For perspective, the owner of a 1,000-head yard called Settje recently. His bank requested the feedlot be inspected by DEQ. As it turns out, a permit is required. "He has 1,000 head and it will cost him $50,000 to come into compliance.

"You'll get the argument he should have been in compliance already, but from a practicality standpoint, the laws weren't always that way and they weren't enforced. Now the banker is forcing the issue.

"We're seeing a lot of that," says Settje. With costs in mind, he says "I think we'll see the closure of lots of small lots in the next five to six years, and the expansion of commercial cattle feeders."

Of course, that could place as much extra pressure as opportunity on larger feeders, even though they can dilute cost of compliance over more head. For one thing, you need enough land for waste management and application.

"Some feedlots are built next to a river, and they're landlocked on the other side by a county road, so there's no place to build a new lagoon without abandoning pens or buying land next door," says Settje.

But even money can't find extra ground in some places. Trevor Tuell, CLA director of natural resources says some cattle feeders along Colorado's front range have turned to composting manure to deal with the challenge.

Moreover, Bredenkamp explains if the cost of compliance forces larger yards to grow in order to accommodate capacity given up by smaller operations, sooner or later the same folks hollering at the hog industry will turn their gaze more intently upon cattle.

Taking The Bull By The Horns "If you want to be extremely technical, it would be rare not to have someone go in and find something wrong with most every operation. That doesn't mean they're polluting the environment. It means they may not have a form they need, or their logbook may not be up to date. A lot of the violations we're finding are bureaucratic ones," says Haren. Organizations like NC and CLA are helping lead members through self-assessments to pinpoint potential environmental problems.

Although compliance in Colorado is still self-implementing, Haren explains more feeders are making the investment.

"It's a liability. It's the same reason you get car insurance. Colorado, like most states, carries fines and penalties for violations. Now that the public is more aware, liability has increased," says Haren. "We are trying to encourage members to address it on their terms rather than on the regulator's terms."

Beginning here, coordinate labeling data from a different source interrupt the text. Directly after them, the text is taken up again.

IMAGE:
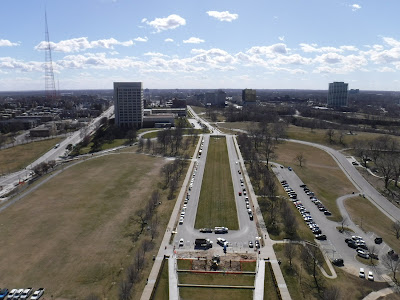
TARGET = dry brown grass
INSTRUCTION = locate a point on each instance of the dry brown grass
(18, 157)
(71, 236)
(320, 172)
(372, 219)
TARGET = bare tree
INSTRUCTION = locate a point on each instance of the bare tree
(290, 251)
(396, 229)
(140, 145)
(330, 133)
(343, 223)
(124, 290)
(92, 297)
(390, 263)
(331, 293)
(148, 144)
(300, 159)
(141, 219)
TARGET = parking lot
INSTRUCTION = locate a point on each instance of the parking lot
(334, 246)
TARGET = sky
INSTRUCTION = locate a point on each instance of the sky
(261, 44)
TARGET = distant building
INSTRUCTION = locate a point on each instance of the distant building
(128, 104)
(249, 97)
(337, 94)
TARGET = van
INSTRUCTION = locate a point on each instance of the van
(361, 274)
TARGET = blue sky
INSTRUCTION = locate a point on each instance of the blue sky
(285, 44)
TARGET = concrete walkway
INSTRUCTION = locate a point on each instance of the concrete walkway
(259, 282)
(165, 247)
(378, 294)
(267, 252)
(172, 278)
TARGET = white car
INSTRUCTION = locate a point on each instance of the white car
(362, 253)
(18, 294)
(370, 276)
(26, 293)
(221, 241)
(11, 294)
(37, 294)
(361, 274)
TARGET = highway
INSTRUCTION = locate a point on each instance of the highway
(238, 239)
(363, 186)
(334, 246)
(10, 181)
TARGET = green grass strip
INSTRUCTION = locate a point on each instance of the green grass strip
(217, 205)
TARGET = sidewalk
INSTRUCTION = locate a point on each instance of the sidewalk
(165, 247)
(267, 252)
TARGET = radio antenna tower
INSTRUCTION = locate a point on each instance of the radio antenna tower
(50, 87)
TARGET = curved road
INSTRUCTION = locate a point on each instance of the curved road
(363, 186)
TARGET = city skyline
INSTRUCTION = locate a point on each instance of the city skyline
(229, 44)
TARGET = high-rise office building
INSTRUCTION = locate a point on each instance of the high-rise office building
(249, 97)
(337, 94)
(128, 104)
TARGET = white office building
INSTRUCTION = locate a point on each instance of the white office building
(128, 104)
(337, 94)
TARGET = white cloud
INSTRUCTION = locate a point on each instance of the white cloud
(9, 63)
(7, 43)
(155, 54)
(386, 69)
(81, 44)
(170, 22)
(269, 51)
(223, 15)
(140, 39)
(193, 40)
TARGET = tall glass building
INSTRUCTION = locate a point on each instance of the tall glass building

That's the approach Drinnin Feedlots Inc. of Columbus, NE, took several years ago when they set out to build waste management facilities, allowing them to obtain state and federal permits. This is a 3,000-head-capacity yard.

Mike Drinnin explains, "We are within two miles of a watershed. The filtration system we had worked fine, but couldn't handle major rainfalls." He worked with NCA, Settje and DEQ to come up with a system that does. He estimates 2-5% of their daily cost goes toward environmental compliance.

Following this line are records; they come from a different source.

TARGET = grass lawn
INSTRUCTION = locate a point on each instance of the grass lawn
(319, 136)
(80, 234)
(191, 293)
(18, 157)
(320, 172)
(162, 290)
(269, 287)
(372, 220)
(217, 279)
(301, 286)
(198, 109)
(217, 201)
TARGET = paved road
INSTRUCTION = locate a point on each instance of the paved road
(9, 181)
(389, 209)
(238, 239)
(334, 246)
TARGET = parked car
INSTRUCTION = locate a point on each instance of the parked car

Many producers view government as a threat, but Drinnin says Nebraska's DEQ has been excellent to work with. "They're helpful and responsive to our ideas ... If you're open and willing to work things out, they are willing to help," he says. What bothers Drinnin more than enforcement and the regulations themselves are the adversarial relationships emerging in the agricultural industry as a result of the environmental debate.

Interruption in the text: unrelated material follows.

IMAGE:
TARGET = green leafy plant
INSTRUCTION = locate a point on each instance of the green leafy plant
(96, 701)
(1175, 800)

"One thing that concerns a lot of producers across the state is that we're evolving into a time when we have rural neighbors against rural neighbors. That's frightening to the agricultural industry as a whole," says Drinnin.

While it's convenient to lay blame for increased public scrutiny at the doorstep of other species, mega-operations or corporate ownership, the train left the station a long time ago.

"Bottom line, we are in an industry with the potential to impact our environment. There are a lot of common sense things that come into play, regardless of regulations," says Haren. "I think our industry needs to be aware we are responsible for fixing these things."